Description
Code Sample, a copy-pastable example if possible
from decimal import *
import pandas as pd
df = pd.DataFrame(
{'name': ['foo', 'bar', 'foo', 'bar'],
'title': ['boo', 'far', 'boo', 'far'],
'id': [123, 456, 123, 456],
'int_column': [1, 2, 3, 4],
'dec_column1': [Decimal('0.50'), Decimal('0.15'), Decimal('0.25'), Decimal('0.40')],
'dec_column2': [Decimal('0.20'), Decimal('0.30'), Decimal('0.55'), Decimal('0.60')]
},
columns=['name','title','id','int_column','dec_column1','dec_column2']
)
df.groupby(['name', 'title', 'id'], as_index=False).sum()
Expected Output
i have dataframe that looks something like this...
| name | title | id | int_column | dec_column1 | dec_column2 |
...that has multiple rows with the same name, title, and id, but different values for the 3 number columns (int_column, dec_column1, dec_column2).
int_column == column of integers
dec_column1 == column of decimals
dec_column2 == column of decimals
I would like to be able to groupby the first three columns, and sum the last 3. I would expect to be able to do the following:
df = df.groupby(['name', 'title', 'id'], as_index=False).sum()
however, the only column that gets summed and ends up in the final dataframe is the int_column.
| name | title | id | int_column |
if i explicitly name the columns, i can get the statement to target the decimal columns either on their own or together....
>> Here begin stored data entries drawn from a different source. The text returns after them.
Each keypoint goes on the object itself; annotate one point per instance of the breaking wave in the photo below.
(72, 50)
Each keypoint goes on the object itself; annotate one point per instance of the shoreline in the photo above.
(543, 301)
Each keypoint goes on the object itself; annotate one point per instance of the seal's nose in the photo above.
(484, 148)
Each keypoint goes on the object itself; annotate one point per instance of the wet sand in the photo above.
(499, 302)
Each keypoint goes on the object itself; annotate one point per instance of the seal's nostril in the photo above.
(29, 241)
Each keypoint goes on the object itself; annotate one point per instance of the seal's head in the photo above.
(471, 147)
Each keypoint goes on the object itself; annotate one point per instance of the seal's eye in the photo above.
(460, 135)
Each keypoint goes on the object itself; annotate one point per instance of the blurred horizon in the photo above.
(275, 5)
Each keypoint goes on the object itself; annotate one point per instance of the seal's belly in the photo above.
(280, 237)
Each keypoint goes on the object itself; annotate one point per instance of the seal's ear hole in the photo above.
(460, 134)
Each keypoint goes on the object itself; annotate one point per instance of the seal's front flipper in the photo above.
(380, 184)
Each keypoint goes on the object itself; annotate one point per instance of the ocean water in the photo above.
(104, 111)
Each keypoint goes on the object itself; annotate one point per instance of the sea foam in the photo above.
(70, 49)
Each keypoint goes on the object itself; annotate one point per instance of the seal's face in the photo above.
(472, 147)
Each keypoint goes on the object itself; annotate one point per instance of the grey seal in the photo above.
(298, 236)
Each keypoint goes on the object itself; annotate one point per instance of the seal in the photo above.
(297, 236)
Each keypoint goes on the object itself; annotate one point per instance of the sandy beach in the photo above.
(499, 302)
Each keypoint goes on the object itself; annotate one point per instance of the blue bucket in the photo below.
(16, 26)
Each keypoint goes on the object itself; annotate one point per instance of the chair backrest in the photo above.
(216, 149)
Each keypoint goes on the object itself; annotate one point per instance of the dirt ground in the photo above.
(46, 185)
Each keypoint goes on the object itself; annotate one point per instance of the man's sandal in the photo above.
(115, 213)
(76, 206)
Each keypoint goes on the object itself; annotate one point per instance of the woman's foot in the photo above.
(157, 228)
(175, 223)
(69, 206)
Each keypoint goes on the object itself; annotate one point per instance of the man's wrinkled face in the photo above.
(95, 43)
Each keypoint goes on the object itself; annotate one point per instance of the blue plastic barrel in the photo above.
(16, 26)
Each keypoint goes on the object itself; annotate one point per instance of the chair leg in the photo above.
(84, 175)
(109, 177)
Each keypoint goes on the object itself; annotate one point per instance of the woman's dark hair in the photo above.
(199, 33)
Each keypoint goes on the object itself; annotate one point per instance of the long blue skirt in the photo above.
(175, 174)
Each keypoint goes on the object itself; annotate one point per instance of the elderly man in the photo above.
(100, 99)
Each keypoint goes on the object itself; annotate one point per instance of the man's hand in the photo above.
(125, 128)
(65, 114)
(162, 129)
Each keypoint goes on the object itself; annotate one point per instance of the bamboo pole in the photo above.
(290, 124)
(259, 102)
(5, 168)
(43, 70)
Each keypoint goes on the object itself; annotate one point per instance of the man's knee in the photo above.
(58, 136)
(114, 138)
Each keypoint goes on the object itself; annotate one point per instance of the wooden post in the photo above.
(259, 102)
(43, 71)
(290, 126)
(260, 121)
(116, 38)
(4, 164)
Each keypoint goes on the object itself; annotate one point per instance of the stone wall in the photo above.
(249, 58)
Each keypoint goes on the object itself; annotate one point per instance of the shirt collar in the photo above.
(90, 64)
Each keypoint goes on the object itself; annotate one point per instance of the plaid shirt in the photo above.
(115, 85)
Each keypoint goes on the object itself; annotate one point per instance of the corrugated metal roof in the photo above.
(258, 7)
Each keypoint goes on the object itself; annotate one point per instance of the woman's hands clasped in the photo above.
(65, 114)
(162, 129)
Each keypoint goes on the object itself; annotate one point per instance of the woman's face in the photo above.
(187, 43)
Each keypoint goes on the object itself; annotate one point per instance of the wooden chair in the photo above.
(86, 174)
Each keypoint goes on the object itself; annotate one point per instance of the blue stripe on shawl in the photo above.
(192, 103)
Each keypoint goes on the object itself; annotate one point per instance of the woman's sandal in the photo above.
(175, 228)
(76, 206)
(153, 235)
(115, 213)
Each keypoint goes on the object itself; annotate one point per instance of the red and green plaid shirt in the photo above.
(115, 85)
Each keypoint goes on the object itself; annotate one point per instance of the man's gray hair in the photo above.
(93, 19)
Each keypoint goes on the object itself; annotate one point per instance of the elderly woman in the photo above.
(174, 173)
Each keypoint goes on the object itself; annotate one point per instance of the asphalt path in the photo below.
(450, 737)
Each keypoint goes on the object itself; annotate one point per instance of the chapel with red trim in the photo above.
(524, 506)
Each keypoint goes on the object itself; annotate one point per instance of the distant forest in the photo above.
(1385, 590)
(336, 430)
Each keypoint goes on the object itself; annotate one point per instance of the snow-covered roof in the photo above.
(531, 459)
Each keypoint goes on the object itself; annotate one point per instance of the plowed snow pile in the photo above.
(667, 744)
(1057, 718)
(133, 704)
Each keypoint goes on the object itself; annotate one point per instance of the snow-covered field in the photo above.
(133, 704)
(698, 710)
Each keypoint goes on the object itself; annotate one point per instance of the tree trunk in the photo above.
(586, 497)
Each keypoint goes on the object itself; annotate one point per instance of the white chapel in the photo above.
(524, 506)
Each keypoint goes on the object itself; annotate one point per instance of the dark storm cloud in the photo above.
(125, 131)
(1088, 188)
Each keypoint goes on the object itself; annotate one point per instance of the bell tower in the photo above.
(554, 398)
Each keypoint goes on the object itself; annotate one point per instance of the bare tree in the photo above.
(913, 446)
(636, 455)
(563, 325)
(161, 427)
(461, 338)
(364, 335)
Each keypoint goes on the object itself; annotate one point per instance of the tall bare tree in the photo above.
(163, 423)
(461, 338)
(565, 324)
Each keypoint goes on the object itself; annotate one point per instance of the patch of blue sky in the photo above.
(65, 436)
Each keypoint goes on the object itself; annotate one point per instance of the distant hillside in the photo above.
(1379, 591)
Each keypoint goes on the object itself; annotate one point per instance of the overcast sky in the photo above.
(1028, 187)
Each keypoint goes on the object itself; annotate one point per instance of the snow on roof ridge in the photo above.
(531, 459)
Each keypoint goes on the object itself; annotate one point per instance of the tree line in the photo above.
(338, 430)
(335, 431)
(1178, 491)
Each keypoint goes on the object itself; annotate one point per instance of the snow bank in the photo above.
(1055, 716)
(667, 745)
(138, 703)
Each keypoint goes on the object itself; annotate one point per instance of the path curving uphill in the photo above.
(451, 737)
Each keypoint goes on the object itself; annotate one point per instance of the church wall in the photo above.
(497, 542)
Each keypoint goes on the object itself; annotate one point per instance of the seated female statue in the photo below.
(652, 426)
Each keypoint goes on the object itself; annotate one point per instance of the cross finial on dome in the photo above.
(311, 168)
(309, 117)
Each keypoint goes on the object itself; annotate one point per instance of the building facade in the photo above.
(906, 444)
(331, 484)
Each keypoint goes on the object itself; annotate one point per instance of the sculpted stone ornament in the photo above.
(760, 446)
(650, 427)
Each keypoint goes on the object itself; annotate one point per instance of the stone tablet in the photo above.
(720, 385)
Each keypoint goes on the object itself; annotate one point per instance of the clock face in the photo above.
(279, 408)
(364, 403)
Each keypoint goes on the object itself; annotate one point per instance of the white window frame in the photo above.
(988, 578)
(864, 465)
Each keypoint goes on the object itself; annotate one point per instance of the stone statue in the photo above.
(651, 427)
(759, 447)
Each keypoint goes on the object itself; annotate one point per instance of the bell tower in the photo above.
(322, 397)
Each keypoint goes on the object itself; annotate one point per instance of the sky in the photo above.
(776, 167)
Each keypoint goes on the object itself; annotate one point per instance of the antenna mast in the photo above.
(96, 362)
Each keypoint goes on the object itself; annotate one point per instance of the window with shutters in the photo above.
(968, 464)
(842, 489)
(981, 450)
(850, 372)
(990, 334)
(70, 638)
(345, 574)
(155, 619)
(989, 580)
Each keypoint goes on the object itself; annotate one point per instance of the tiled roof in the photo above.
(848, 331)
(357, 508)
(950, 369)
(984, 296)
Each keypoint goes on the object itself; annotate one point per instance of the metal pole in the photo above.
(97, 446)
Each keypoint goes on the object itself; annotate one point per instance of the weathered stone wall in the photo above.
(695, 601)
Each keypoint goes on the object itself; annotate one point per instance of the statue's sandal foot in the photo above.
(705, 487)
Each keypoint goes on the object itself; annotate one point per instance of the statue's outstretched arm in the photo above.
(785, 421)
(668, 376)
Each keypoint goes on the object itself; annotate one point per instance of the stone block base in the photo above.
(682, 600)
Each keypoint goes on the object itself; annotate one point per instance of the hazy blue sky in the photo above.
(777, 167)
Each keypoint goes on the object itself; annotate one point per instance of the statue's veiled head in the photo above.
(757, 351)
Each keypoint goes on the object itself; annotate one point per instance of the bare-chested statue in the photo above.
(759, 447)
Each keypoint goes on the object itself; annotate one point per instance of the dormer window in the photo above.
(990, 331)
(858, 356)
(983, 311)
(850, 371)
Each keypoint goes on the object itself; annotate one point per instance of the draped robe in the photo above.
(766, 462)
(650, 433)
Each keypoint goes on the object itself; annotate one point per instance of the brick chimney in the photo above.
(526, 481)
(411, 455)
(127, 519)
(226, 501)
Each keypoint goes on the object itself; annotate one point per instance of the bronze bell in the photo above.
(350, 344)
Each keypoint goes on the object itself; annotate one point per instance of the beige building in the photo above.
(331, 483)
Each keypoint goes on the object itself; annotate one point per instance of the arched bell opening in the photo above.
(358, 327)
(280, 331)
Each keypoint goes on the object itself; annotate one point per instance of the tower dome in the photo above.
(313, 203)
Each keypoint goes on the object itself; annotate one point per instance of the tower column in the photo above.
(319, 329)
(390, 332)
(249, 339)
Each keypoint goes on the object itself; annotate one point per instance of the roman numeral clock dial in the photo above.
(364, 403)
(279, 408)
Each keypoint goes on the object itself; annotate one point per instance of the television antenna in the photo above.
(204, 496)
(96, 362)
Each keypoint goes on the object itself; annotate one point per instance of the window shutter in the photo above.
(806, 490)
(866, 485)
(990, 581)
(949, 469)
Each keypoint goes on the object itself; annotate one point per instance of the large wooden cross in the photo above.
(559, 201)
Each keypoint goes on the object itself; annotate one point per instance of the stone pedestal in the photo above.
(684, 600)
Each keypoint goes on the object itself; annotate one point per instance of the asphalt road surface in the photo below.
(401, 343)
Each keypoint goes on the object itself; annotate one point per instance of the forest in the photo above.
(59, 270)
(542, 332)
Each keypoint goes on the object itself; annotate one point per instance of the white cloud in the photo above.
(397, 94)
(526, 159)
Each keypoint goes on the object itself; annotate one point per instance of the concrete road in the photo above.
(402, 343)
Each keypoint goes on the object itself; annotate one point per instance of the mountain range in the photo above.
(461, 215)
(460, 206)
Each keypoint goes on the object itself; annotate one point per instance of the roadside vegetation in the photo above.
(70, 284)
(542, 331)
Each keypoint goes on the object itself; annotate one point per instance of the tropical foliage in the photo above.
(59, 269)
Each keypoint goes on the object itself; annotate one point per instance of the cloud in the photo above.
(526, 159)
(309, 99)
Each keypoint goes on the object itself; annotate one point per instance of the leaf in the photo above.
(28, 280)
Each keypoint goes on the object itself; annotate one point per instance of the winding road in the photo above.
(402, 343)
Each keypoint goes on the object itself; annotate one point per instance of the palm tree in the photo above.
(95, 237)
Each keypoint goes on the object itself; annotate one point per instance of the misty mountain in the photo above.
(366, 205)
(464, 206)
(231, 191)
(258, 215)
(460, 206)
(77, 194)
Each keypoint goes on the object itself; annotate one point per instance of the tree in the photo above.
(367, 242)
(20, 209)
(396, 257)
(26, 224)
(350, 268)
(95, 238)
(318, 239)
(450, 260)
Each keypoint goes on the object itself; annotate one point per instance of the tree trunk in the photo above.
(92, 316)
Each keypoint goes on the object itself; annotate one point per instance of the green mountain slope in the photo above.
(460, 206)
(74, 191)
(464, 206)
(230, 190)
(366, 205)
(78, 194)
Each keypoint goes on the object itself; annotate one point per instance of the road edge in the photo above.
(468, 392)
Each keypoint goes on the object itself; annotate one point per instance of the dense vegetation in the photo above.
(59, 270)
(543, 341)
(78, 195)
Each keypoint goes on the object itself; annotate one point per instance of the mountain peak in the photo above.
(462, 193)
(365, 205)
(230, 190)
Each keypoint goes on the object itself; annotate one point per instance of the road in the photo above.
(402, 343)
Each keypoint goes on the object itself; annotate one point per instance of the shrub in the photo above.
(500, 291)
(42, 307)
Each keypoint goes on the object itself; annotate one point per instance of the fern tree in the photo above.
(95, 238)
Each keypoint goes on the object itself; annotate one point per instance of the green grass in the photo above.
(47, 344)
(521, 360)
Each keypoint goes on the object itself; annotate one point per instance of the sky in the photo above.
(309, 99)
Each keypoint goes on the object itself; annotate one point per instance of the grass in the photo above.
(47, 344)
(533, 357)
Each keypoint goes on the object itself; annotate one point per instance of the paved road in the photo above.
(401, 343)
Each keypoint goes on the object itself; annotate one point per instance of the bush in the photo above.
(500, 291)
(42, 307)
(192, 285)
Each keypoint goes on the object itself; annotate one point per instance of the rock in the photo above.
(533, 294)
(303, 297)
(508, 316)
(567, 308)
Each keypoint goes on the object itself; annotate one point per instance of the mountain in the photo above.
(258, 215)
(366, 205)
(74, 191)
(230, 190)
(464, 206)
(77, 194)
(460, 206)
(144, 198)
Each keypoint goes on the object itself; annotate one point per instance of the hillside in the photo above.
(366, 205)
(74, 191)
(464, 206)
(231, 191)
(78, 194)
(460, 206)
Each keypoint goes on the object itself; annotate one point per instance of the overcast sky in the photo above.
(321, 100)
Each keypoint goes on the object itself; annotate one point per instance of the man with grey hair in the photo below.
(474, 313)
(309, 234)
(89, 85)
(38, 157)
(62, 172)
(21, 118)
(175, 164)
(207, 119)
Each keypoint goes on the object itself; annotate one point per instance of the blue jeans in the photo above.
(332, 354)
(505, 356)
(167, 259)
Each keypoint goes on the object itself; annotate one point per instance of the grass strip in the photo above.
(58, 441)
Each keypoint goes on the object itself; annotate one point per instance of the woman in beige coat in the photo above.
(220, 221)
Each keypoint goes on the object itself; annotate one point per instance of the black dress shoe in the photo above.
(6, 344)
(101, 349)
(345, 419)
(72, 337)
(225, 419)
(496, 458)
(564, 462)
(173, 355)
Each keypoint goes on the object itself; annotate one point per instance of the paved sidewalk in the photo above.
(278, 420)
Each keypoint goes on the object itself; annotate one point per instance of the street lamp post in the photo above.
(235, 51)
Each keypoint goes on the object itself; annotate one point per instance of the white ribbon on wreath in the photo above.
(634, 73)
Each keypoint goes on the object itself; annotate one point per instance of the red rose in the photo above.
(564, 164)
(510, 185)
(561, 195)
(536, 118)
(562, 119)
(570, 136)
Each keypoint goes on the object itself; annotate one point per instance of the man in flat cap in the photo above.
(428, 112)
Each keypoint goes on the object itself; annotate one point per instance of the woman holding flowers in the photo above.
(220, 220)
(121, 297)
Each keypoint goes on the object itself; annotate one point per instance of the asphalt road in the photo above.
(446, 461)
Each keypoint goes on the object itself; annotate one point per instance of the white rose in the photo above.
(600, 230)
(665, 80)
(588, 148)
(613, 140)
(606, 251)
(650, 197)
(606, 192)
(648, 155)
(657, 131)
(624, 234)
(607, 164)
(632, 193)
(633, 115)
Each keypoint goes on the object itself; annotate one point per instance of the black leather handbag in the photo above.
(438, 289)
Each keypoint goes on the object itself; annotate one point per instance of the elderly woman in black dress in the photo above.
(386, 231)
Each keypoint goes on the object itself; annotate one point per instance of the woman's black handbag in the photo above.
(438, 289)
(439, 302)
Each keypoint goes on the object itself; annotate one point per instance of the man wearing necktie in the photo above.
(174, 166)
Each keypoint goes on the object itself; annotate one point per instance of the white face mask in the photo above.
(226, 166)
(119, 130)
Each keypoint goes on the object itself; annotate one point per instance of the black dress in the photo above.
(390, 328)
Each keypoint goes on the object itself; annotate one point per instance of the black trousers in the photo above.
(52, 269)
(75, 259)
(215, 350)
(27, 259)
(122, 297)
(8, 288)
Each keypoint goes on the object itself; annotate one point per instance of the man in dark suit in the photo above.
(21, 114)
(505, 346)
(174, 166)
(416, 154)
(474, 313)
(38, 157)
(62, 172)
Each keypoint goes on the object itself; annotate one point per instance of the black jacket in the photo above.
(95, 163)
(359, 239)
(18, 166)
df = df.groupby(['name', 'title', 'id'], as_index=False)['dec_column1'].sum()
returns...
| name | title | id | dec_column1 |
and...
df = df.groupby(['name', 'title', 'id'], as_index=False)['dec_column1', 'dec_column2'].sum()
returns...
| name | title | id | dec_column1 | dec_column1 |
however...
df = df.groupby(['name', 'title', 'id'], as_index=False)['dec_column1', 'dec_column2', 'user_num'].sum()
or...
df = df.groupby(['name', 'title', 'id'], as_index=False)['dec_column1', 'user_num', 'dec_column2'].sum()
or...
df = df.groupby(['name', 'title', 'id'], as_index=False)['user_num', 'dec_column1', 'dec_column2'].sum()
returns...
| name | title | id | int_column |
output of pd.show_versions()
INSTALLED VERSIONS
commit: None
python: 3.5.1.final.0
python-bits: 64
OS: Darwin
OS-release: 15.3.0
machine: x86_64
processor: i386
byteorder: little
LC_ALL: None
LANG: None
pandas: 0.15.2
nose: 1.3.7
Cython: 0.22.1
numpy: 1.11.1
scipy: None
statsmodels: None
IPython: 5.0.0
sphinx: None
patsy: None
dateutil: 2.5.3
pytz: 2016.6.1
bottleneck: None
tables: None
numexpr: None
matplotlib: 1.5.1
openpyxl: 2.3.5
xlrd: None
xlwt: None
xlsxwriter: None
lxml: None
bs4: None
html5lib: None
httplib2: None
apiclient: None
rpy2: None
sqlalchemy: None
pymysql: 0.7.5.None
psycopg2: 2.5.5 (dt dec pq3 ext)